Leu-18 of the RR forms a tight hydrophobic minicore with Leu-38, Asn-42, and Leu-45 on the DD (Fig. 1). The side chain of Leu-18 is <5.5 Å away from the side chain of Leu-38, Asn-42, or Leu-45. For three reasons, we believe that these four residues play a primary role in determining specificity of DD–RR recognition. First, the residues have statistically significant I_i values (Tables 1 and 2). Second, the residues are in close contact with each other. It should be noted that the DD and RR sequences have been analyzed separately, without using structural information, and Leu-18, Leu-38, Asn-42, and Leu-45 are found to be in contact only after the mutual information analysis. Third, among the families in Tables 1 and 2, there are correlated mutations between position 18 of the RR and positions 38, 42, and 45 of the DD. The most dramatic example is between the sporulation (Sp0F–Sp0B in Tables 1 and 2) and the autolysin system (AutS-AutR in Tables 1 and 2). When Leu-18 in Sp0F changes to Glu in AutR, Leu-38, Asn-42, and Leu-45 in Sp0B turn to Glu, Lys, and Lys, respectively, in AutS. The hydrophobic contacts among Leu-18, Leu-38, Asn-42, and Leu-45 in Sp0F–Sp0, then, seem to have been replaced by a mixture of hydrophobic and electrostatic interactions in AutS-AutR. This hydrophobic-to-electrostatic switch may prevent Sp0F from binding to AutS in Bacillus subtilis.

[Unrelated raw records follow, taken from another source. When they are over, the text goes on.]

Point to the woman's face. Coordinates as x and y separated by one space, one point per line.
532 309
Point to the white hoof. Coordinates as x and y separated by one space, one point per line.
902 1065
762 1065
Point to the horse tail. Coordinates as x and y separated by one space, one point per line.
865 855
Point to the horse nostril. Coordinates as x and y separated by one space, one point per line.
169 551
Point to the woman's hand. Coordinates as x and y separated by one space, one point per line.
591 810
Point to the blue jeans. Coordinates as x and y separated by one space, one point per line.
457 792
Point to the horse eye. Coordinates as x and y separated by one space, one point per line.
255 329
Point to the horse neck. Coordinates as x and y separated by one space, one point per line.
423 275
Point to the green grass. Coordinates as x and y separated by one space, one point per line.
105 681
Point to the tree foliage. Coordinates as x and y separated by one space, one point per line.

A simple experiment will confirm or refute this hypothesis: changing Leu-18 to Glu in Sp0F should weaken the binding between Sp0F and Sp0B, but further mutating Leu-38, Asn-42, and Leu-45 in Sp0B to Glu, Lys, and Lys should restore, at least partially, the affinity between Sp0F and Sp0B.

Haldimann et al. (23) have done a similar experiment on the PhoR–PhoB system, trying to make PhoB recognize the noncognate HPK VanS. Comparing their results with our predictions, it is very encouraging that Met-17 in PhoB (= Leu-18 in Sp0F), is involved in altering the specificity of PhoB (23). However, our analysis misses some of the specificity-altering mutations in PhoB, such as T97A (23). Interestingly, Haldimann et al. (23) find no PhoB mutant that recognizes only VanS, and not PhoR. To make such a mutant, Table 2 suggests the following method: Arg-85 (= 84 in Table 2), Arg-91 (= 90 in Table 2), and Ser-108 (= 107 in Table 2) in PhoB should be mutated to Leu, Gln, and Arg, respectively. Furthermore, Met-17 could be replaced by Thr, rather than by Val (23).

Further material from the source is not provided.